NIENTE CANONE AI TERREMOTATI? DIMOSTRINO CHE LA TV È ROTTA

NIENTE CANONE AI TERREMOTATI? DIMOSTRINO CHE LA TV È ROTTA

logo raiLa cinica burocrazia Rai: per non pagare devono portare le prove che l’apparecchio non funziona «a causa del In linea teorica, se la casa è crollata, vedere la tv in salotto diventa alquanto disagevole. Non però per il legislatore, che nel decreto legge recante «Nuovi interventi urgenti in favore delle popolazioni colpite dagli eventi sismici», nella parte sugli adempimenti tributari tra cui il canone Rai, è riuscito a scaricare l’onere della prova sui terremotati, che avrebbero nel frattempo altri più urgenti problemi da risolvere. Esentare dalla tassa tv i residenti nei comuni colpiti dal terremoto? Magari solo per un periodo limitato, in modo da non complicare ulteriormente la vita già complicata dagli effetti del sisma? Troppo facile, e poi si corre il rischio che venga esentato dal canone Rai anche chi ha la casa ancora intatta, un’ingiustizia che va evitata a tutti i costi. L’incasso del gettito fiscale ha sempre la priorità sui diritti dei contribuenti, che possono sì essere alleggeriti da un’imposta, ma solo in certi rari casi e sempre nel modo più contorto possibile, così che per sfinimento si prendano i soldi anche da chi non li dovrebbe.

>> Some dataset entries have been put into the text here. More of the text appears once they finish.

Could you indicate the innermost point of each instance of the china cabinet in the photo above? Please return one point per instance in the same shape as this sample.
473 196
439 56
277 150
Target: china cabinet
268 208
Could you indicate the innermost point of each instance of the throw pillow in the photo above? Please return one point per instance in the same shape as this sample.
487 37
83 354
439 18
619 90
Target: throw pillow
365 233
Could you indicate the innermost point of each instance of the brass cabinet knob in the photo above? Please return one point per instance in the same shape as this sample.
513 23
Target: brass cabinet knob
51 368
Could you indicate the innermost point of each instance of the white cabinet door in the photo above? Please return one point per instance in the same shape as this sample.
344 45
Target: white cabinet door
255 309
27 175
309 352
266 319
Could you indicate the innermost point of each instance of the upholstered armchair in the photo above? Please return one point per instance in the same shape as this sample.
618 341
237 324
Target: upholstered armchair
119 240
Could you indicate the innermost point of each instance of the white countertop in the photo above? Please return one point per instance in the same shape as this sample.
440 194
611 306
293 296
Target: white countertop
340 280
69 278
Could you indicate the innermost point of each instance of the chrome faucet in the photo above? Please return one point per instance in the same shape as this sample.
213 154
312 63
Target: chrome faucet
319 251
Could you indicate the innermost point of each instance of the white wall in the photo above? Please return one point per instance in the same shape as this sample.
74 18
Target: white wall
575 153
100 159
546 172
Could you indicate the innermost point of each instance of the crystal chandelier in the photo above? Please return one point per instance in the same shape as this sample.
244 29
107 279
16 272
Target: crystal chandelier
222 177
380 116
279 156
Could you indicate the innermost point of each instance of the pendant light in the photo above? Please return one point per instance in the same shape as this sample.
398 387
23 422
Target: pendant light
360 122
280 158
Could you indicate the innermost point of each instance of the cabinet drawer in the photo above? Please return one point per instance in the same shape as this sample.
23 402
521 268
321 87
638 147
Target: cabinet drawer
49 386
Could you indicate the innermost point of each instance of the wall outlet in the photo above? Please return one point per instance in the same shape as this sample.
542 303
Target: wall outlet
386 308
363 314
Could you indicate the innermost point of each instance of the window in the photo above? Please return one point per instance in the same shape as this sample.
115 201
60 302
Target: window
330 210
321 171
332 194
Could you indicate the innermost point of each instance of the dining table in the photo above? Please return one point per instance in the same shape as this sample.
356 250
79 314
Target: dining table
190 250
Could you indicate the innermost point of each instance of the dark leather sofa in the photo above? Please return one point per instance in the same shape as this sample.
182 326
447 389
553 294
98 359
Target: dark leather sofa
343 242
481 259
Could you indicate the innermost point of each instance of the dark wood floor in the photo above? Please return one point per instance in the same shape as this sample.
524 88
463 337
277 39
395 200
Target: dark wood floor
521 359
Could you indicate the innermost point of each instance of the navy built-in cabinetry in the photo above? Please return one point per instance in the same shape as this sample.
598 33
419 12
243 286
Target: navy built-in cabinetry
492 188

L’idea geniale del governo è infatti un’altra. Chi dopo le scosse degli ultimi mesi fosse proprietario di un cumulo di macerie o di una casa inagibile perché pericolante, potrà essere esentato dal pagamento del canone Rai, ma dovrà dimostrare di averne diritto. Mica si può pensare di farla franca facilmente ed essere esentati solo perché residenti in una cittadina rasa al suolo da un terremoto. Ecco cosa dice nello specifico l’articolo 11 del decreto «in favore» delle popolazioni colpite dal sisma, appena pubblicato in Gazzetta Ufficiale: «Nei casi in cui per effetto dell’evento sismico la famiglia anagrafica non detiene più alcun apparecchio televisivo, il canone tv ad uso privato non è dovuto per l’intero secondo semestre 2016 e per l’anno 2017». Il guizzo sta tutto nella dizione «per effetto dell’evento sismico». Se ne deduce infatti, prendendo alla lettera la legge, che una famiglia terremotata può non pagare il canone Rai, ma solo se in grado di dimostrare che anche il televisore domestico è stato vittima del sisma. Altrimenti, se l’apparecchio si fosse salvato dal crollo e per disgrazia fosse ancora funzionante, la famiglia terremotata sarebbe tenuta a pagare ancora la tassa tv, benché sprovvista di un casa dove guardare i canali della Rai. Un dettaglio.
Come nota anche ilSole24Ore, il decreto legge n. 8/2017 non chiarisce affatto in che modo un terremotato possa dimostrare di non possedere più un televisore «per effetto del sisma». Inviare all’Agenzia delle entrate un pezzo dell’apparecchio distrutto, con numero di matricola ben visibile sennò non vale? Autocertificare il crollo della casa e il contestuale decesso del televisore, consapevoli delle conseguenze penali di una dichiarazione mendace ai sensi dell’articolo 75 del Dpr 445/2000? Allegare una dichiarazione della Protezione civile o del sindaco che comprovi lo status di sfollato, garantendo pure che il terremotato non abbia fatto in tempo a mettere in salvo un tv ancora in grado di ricevere la Rai?
Il modello di dichiarazione sostitutiva predisposto dall’Agenzia delle entrate per il canone Rai prevede una sola possibilità per sfuggire all’imposta: non possedere un televisore nella casa in cui si è titolari di utenza elettrica. Che razza di aiuto è, allora, esentare quelli che le abitazioni non le hanno più? Quelli invece che hanno ancora una casa ma non più abitabile né accessibile, rischiano pure una multa. Se in casa c’è un televisore, anche se loro vivono in una tenda da mesi in linea teorica non sono esenti dal canone, e se dichiarano il contrario incappano nella sanzione prevista per gli evasori (cinque volte il canone evaso). A meno di non dimostrare che non si detiene più di fatto la tv, per effetto del sisma. Ma come? Mistero. Ci pensino i terremotati, mica può pensare a tutto lo Stato.